Ambos se echaron a reír. Los demás miembros del equipo no rieron. Francis Kennedy esperó a que se hubiera servido el té a todos los presentes.
—He decidido no presentarme a una segunda reelección —dijo—. Y ésa es la razón por la que ha sido invitada a esta reunión, Helen —añadió, volviéndose hacia la vicepresidenta—. Quiero que se prepare para presentarse a la presidencia. Contará con todo mi apoyo. Si es que vale para algo.
Todos se quedaron mudos de asombro. Luego, Helen du Pray le sonrió. Los hombres observaron que mostraba una sonrisa encantadora y sabían que aquella sonrisa era una de sus mayores armas políticas.
—Señor presidente —dijo ella—, creo que la decisión de no presentarse exige que su equipo la revise en profundidad, sin mi presencia. Pero antes de marcharme, permítame decir lo siguiente: sé lo muy desanimado que se siente en este momento en particular, a causa de la actitud del Congreso. Pero no creo que yo pudiera hacerlo mejor, suponiendo que fuera elegida. Creo que debería ser usted más paciente. Su segundo mandato podría ser más efectivo.
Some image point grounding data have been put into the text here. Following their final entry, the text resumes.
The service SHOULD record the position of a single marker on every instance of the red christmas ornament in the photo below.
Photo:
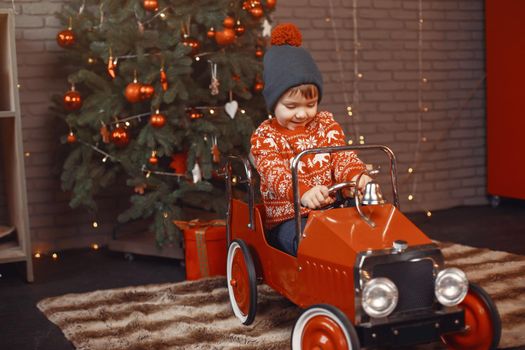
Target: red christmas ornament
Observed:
(150, 5)
(259, 52)
(146, 91)
(256, 12)
(178, 162)
(71, 138)
(228, 22)
(270, 4)
(120, 137)
(157, 120)
(153, 160)
(66, 38)
(194, 113)
(72, 100)
(132, 92)
(239, 28)
(225, 37)
(248, 4)
(258, 87)
(194, 44)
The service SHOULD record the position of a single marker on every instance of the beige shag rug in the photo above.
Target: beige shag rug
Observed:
(197, 315)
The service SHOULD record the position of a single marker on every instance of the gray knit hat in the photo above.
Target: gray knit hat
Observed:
(287, 65)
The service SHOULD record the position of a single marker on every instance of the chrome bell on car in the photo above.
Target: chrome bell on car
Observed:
(372, 194)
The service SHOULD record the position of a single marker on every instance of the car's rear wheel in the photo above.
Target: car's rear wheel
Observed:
(324, 327)
(482, 321)
(242, 282)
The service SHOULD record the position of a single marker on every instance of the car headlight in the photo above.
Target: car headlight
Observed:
(379, 297)
(451, 286)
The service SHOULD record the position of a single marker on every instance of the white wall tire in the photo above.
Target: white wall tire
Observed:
(242, 282)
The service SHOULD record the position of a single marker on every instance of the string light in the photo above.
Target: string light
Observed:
(352, 108)
(163, 173)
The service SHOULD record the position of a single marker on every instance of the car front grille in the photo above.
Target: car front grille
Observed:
(414, 281)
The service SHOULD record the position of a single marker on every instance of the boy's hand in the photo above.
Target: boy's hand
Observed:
(347, 192)
(316, 197)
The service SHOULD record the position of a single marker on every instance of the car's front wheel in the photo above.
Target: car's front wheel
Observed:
(324, 327)
(242, 281)
(482, 321)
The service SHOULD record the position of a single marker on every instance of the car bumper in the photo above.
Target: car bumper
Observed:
(411, 330)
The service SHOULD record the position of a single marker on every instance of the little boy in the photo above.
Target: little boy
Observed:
(292, 90)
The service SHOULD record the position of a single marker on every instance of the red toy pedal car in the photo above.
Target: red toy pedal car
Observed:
(365, 275)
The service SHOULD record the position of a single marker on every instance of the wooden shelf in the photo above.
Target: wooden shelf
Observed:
(7, 114)
(15, 239)
(11, 252)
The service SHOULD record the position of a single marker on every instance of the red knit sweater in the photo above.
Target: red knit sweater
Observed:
(273, 148)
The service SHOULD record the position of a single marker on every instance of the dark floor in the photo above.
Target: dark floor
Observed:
(22, 326)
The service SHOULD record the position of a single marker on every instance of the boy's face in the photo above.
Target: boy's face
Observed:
(294, 111)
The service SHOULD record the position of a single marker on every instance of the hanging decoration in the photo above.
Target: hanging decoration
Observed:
(66, 38)
(157, 120)
(216, 154)
(214, 85)
(163, 79)
(104, 132)
(120, 137)
(132, 92)
(150, 5)
(196, 173)
(112, 66)
(270, 4)
(194, 113)
(239, 28)
(71, 137)
(137, 92)
(231, 107)
(178, 163)
(187, 40)
(258, 86)
(227, 35)
(72, 99)
(259, 52)
(153, 160)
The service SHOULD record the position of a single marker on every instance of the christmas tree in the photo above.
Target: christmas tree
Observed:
(160, 91)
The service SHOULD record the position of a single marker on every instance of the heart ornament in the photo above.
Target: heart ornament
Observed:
(231, 108)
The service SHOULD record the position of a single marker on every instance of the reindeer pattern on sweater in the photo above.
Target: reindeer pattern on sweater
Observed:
(273, 148)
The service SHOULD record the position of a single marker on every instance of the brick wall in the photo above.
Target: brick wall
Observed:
(451, 167)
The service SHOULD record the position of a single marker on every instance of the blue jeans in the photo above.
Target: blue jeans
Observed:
(283, 236)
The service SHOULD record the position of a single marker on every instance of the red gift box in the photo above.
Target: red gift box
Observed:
(204, 248)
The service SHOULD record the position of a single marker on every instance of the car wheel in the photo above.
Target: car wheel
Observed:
(324, 327)
(242, 282)
(482, 320)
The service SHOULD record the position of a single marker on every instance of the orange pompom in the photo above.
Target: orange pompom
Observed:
(286, 34)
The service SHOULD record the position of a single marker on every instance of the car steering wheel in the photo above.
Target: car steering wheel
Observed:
(340, 201)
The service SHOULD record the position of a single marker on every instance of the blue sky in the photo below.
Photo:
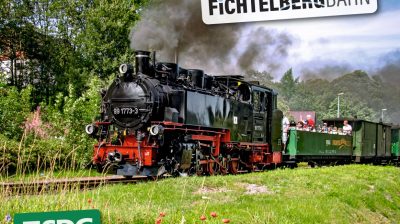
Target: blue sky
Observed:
(355, 42)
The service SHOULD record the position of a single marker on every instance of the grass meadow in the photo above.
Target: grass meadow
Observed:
(342, 194)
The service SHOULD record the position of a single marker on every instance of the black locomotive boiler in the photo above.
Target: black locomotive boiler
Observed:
(159, 118)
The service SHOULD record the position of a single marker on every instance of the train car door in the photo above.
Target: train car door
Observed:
(259, 111)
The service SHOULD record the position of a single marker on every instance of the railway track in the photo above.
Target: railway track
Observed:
(61, 185)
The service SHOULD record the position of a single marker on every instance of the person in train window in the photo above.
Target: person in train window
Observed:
(347, 129)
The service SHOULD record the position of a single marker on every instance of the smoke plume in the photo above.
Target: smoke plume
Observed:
(176, 26)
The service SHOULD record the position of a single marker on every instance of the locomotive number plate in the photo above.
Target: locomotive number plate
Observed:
(121, 111)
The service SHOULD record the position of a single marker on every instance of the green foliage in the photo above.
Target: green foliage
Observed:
(342, 194)
(350, 108)
(15, 106)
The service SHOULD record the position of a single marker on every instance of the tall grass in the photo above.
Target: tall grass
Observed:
(343, 194)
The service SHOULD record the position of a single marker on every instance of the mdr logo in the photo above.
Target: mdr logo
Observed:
(62, 217)
(234, 11)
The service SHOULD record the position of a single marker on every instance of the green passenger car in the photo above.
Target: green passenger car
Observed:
(368, 142)
(371, 141)
(395, 143)
(318, 147)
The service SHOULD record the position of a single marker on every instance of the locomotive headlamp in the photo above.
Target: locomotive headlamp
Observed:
(90, 129)
(126, 69)
(156, 129)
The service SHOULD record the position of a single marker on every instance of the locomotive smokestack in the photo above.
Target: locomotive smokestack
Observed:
(142, 62)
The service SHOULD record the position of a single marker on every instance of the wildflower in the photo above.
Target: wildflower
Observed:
(7, 218)
(226, 220)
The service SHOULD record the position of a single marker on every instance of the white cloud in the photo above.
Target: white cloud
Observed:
(355, 40)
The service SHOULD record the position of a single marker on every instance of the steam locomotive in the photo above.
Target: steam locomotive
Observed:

—Helen —replicó el presidente Kennedy con impaciencia—, sabe tan bien como yo que un presidente de Estados Unidos tiene más gancho en su primer mandato que en el segundo.
—Eso es cierto en la mayoría de los casos —dijo Helen du Pray—, pero quizá podamos conseguir una cámara de Representantes diferente para su segundo mandato. Y permítame hablar por interés propio. Como vicepresidenta durante un solo mandato, me encuentro en una posición más débil que si hubiera ocupado el cargo durante dos mandatos. Su apoyo también sería mucho más valioso como presidente de dos mandatos, y no como un presidente que ha sido arrojado de su puesto por su propio Congreso de mayoría demócrata.
Cuando ella tomó la cartera donde guardaba sus memorándums y se preparó para marcharse, Francis Kennedy dijo:
—No tiene por qué marcharse.
Helen du Pray dirigió a todos la misma dulce sonrisa.
—Estoy segura de que su equipo podrá hablar con mayor libertad si yo no estoy presente —dijo, abandonando la sala Oval Amarilla.
Mientras ella se marchaba, los cuatro hombres que rodeaban a Kennedy permanecieron en silencio. Una vez que la puerta se hubo cerrado se produjo una ligera agitación de movimientos, mientras revisaban sus carpetas de memorándums o se inclinaban para tomar el té y los bocadillos. El jefe del «estado mayor» del presidente dijo con naturalidad:
—Es posible que Helen sea la persona más inteligente de esta Administración.
Quien había hablado era Eugene Dazzy, pero todos conocían su debilidad por las mujeres hermosas. Francis Kennedy le dirigió una sonrisa.-¿Qué le parece a usted, Euge? —preguntó—, ¿Cree que debería ser más paciente y volver a presentarme?
Todos los hombres se removieron incómodos en sus asientos. Helen du Pray, por muy inteligente que fuera, no conocía a Francis Kennedy tan bien como ellos. Los cuatro hombres mantenían una relación personal mucho más estrecha con el presidente. Estaban con él desde el principio de su carrera política, e incluso antes. Sabían que su declaración de que apoyaría a Du Pray, planteada con naturalidad y burla, enmascaraba una decisión casi inflexible. También sabían que eso significaba el fin de su poder. Se llevaban bien con la vicepresidenta, pero no se hacían ilusiones respecto a lo que ella haría si llegaba a convertirse en presidenta. Sin duda alguna, configuraría su propio equipo, elegido por ella.